« L’été où maman a eu les yeux verts », ou un été de réconciliation

« L’été où maman a eu les yeux verts », ou un été de réconciliation

Cette rentrée littéraire 2025 a mis en lumière plusieurs romans familiaux, que ce soit Kolkhoze d’Emmanuel Carrère, le récemment annoncé Prix Goncourt, La Maison vide de Laurent Mauvignier, ou encore Tant mieux d’Amélie Nothomb. Ces histoires familiales sont racontées avec les singularités qui sont les leurs et partagent également la similitude d’être les meilleures ventes des librairies indépendantes au mois de septembre. On comprend par cela que les fresques familiales sont encore au cœur de ce que les Français aiment lire, car celles-ci peuvent réveiller en chacun les échos de ses propres vécus, relations et histoires. Ces récits de famille m’ont rappelé un roman que j’avais lu il y a quelques années et qui m’avait marquée par son intensité, violence et beauté. Dans L’été où maman a eu les yeux verts, c’est la figure de la maman qui est mise au centre de l’analyse.

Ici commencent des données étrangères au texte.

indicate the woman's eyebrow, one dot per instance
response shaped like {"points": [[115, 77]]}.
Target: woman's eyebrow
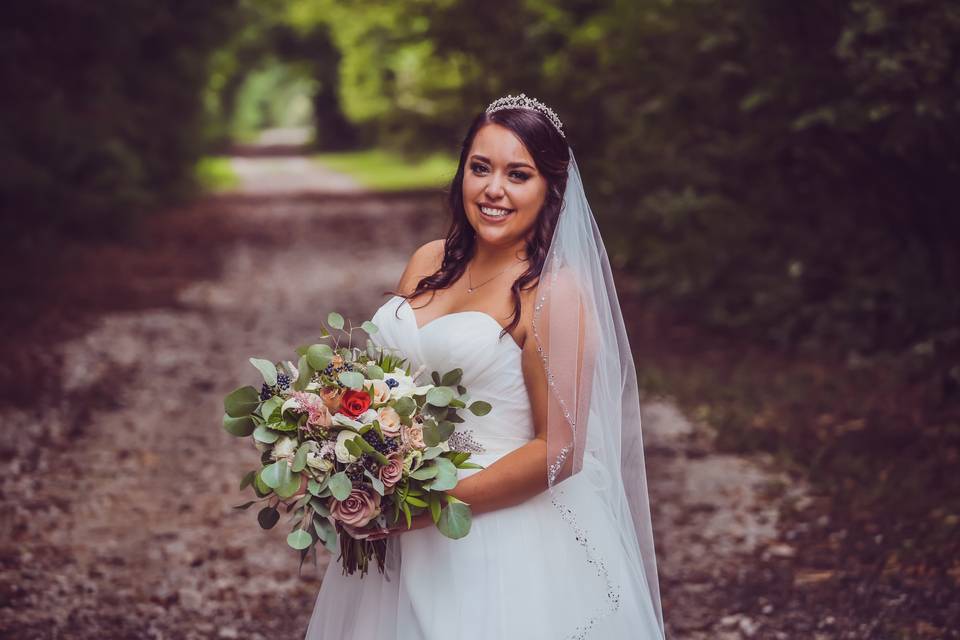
{"points": [[510, 165]]}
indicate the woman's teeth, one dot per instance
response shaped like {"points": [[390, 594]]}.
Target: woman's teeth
{"points": [[495, 213]]}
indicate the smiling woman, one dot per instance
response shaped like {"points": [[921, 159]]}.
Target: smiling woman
{"points": [[560, 543]]}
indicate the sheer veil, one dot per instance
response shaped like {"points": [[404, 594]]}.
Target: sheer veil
{"points": [[593, 413]]}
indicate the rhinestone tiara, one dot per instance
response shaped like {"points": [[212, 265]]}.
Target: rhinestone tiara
{"points": [[523, 102]]}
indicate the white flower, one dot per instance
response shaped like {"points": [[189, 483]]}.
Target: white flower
{"points": [[284, 448], [343, 455]]}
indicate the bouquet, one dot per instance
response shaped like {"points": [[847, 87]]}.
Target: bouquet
{"points": [[351, 444]]}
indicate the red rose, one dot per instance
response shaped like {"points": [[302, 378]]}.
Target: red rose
{"points": [[354, 403]]}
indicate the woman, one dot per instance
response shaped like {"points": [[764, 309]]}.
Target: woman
{"points": [[520, 296]]}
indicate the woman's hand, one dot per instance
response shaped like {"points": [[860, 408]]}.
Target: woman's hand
{"points": [[417, 522]]}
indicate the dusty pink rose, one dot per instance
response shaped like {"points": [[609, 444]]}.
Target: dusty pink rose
{"points": [[392, 472], [360, 507], [412, 436], [381, 391], [389, 421], [331, 397], [317, 412]]}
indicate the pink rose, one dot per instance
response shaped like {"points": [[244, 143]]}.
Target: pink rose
{"points": [[392, 472], [389, 421], [360, 507], [319, 414]]}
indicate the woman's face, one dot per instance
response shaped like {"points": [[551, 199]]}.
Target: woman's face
{"points": [[502, 189]]}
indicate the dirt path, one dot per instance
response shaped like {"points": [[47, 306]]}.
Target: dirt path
{"points": [[118, 493]]}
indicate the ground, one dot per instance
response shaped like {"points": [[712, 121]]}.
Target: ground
{"points": [[118, 482]]}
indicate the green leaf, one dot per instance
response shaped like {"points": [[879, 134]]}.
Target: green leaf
{"points": [[452, 378], [268, 517], [240, 427], [455, 520], [435, 506], [425, 472], [340, 486], [376, 482], [319, 356], [351, 379], [265, 435], [276, 474], [267, 369], [299, 539], [435, 433], [300, 460], [417, 502], [440, 396], [241, 402], [480, 408], [405, 406], [290, 487], [304, 373], [446, 475], [270, 406], [247, 479]]}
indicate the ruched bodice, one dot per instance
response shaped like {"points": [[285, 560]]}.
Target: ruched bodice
{"points": [[469, 340]]}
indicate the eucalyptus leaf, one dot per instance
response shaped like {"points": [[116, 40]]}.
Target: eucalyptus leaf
{"points": [[268, 517], [241, 402], [340, 486], [452, 378], [319, 356], [440, 396], [240, 427], [265, 435], [299, 539], [446, 475], [276, 474], [335, 320], [267, 369], [455, 520], [300, 460], [480, 408]]}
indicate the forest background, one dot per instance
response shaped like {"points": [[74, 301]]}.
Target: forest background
{"points": [[775, 180]]}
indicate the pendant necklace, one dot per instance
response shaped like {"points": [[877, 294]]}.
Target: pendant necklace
{"points": [[471, 288]]}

Car en effet, dans la famille, elle fait souvent l’objet d’une idéalisation, voire d’une forme de sacralité. Qu’il s’agisse de la Vierge Marie dans la tradition chrétienne, mère pure, dévouée, pleine de compassion et d’amour inconditionnel ; de Déméter dans la mythologie grecque, imaginée comme une mère nourricière incarnant la puissance et la douleur maternelles face à la perte de sa fille Perséphone ; de Fantine dans Les Misérables, figure martyre qui se détruit pour sauver sa fille Cosette ; ou encore de la « mère patrie » dans notre récit national, personnifiée comme une mère protectrice, la maternité incarnée dans la figure de mère se trouve souvent associée à la perfection et au sacrifice.

 

Dans son roman, Tatiana Țîbuleac renverse brillamment et courageusement cette image. Autrice et journaliste roumaine née en 1978 en Moldavie, elle rencontre son premier grand succès littéraire en 2018 avec ce roman magistral, reconnu pour son originalité, sa puissance et la réflexion qu’il suscite, dès ses premiers mots :

 

« Ce matin-là, alors que je la haïssais plus que jamais, maman venait d’avoir trente-neuf ans. Elle était petite et grosse, bête et laide. C’était la maman la plus inutile de toutes celles qui n’ont jamais existé. Je la regardais par la fenêtre, plantée comme une mendiante à la porte de l’école. Je l’aurais tuée rien que d’y penser. »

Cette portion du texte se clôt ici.